Illegal Deer Feeding Rankles Residents In West Ellicott
The illegal feeding of deer in the town of Ellicott has attracted both other unwanted wildlife and the attention of the state Department of Environmental Conservation.
Three residents of Price Avenue went before the Ellicott Town Board in August to voice concerns over the feeding and to request that the town intervene.
One resident spoke to town board member Robert White about the problem, stating that neighbors were leaving food for wildlife and then “blowing the feces off of his yard and onto the neighbors,” according to minutes of the meeting posted by the town. The resident said the neighbors were “infringing upon their rights to enjoy their property.”
Another Price Avenue resident said the property in question was “completely infested by rodents.” The resident also stated that a skunk had found its way into her home, requiring her to replace living room furniture.
“There are times they cannot get out of their cars because of the skunks,” minutes of the August town board meeting read.
A woman also told board members that her dog had been sprayed by skunks three times. The woman said the neighbor feeding the deer was replenishing the food at night.
Town Supervisor Janet Bowman acknowledged the concerns raised by homeowners. “There’s a house on Price putting food out for deer, putting it on the ground,” Bowman said in a phone interview last week, later adding, “It’s not a safe situation.”
A state DEC spokesman said the department’s Division of Law Enforcement has received reports of deer feeding on Price Avenue in West Ellicott; however, he said no formal complaints have been filed.
The spokesman said the DEC also received an email from White that included photographs taken in late winter or spring of deer eating bird seed off of a lawn. The department followed up by sending the owner of the property a warning letter.
“Intentionally feeding deer is illegal in New York state,” the spokesman said. “Incidental feeding is also illegal after a written DEC warning has been issued.

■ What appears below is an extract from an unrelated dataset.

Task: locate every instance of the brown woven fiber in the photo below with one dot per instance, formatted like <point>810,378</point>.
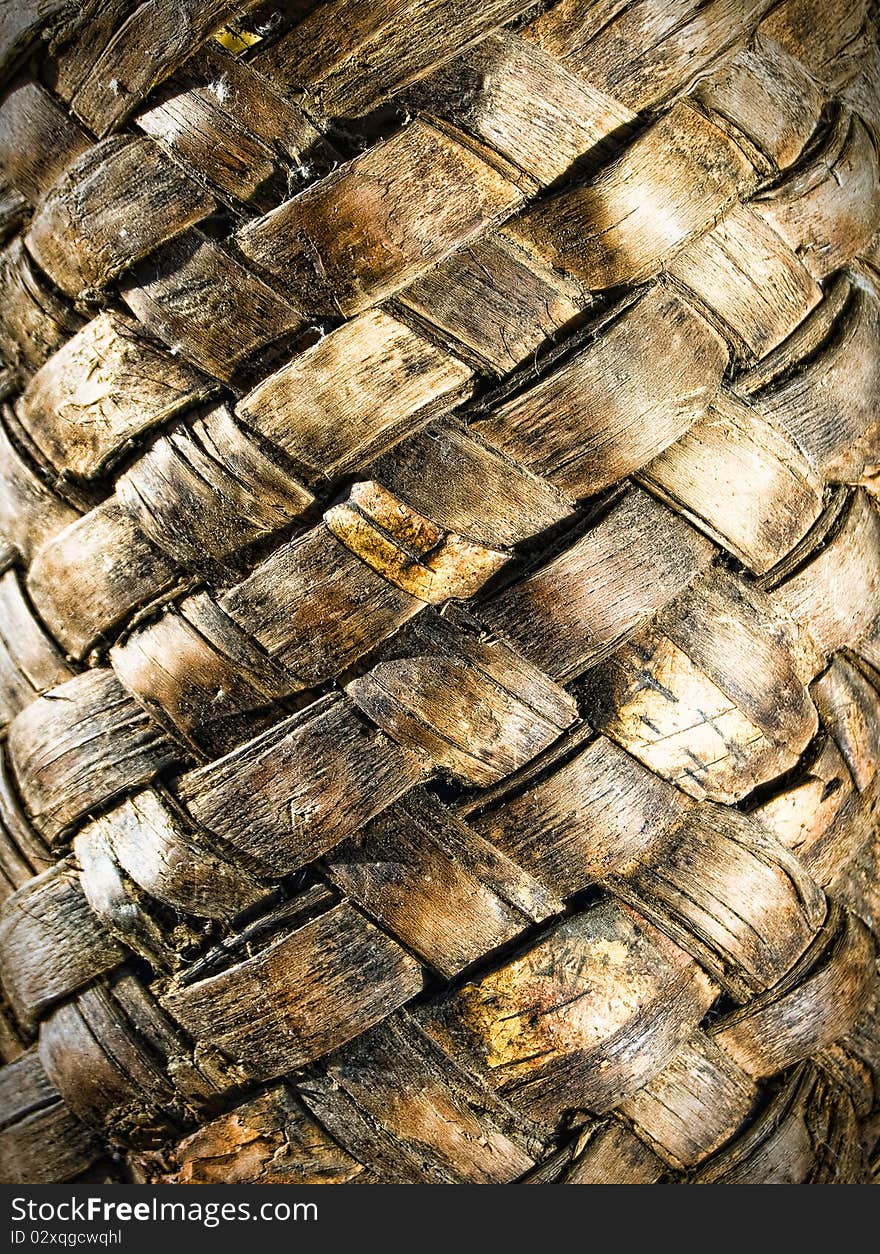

“Supplemental feeding can negatively affect deer behavior, leading to increased social conflict among deer, habituation of deer to human presence, and alteration of migratory movements to critical wintering areas. Importantly, supplemental feeding can increase deer populations above ecologically sustainable levels, resulting in significant harm to local biodiversity and forest health.”
The feeding of deer isn’t the only animal-related complaint to come before the town board this year. In June, two residents of Delaware Avenue near Falconer asked for the town’s assistance in dealing with a loud domesticated bird.
Ellicott Police Chief William Ohnmeiss said the only way officers can assist is if the town board revised the language in the dog control law to include all domesticated animals.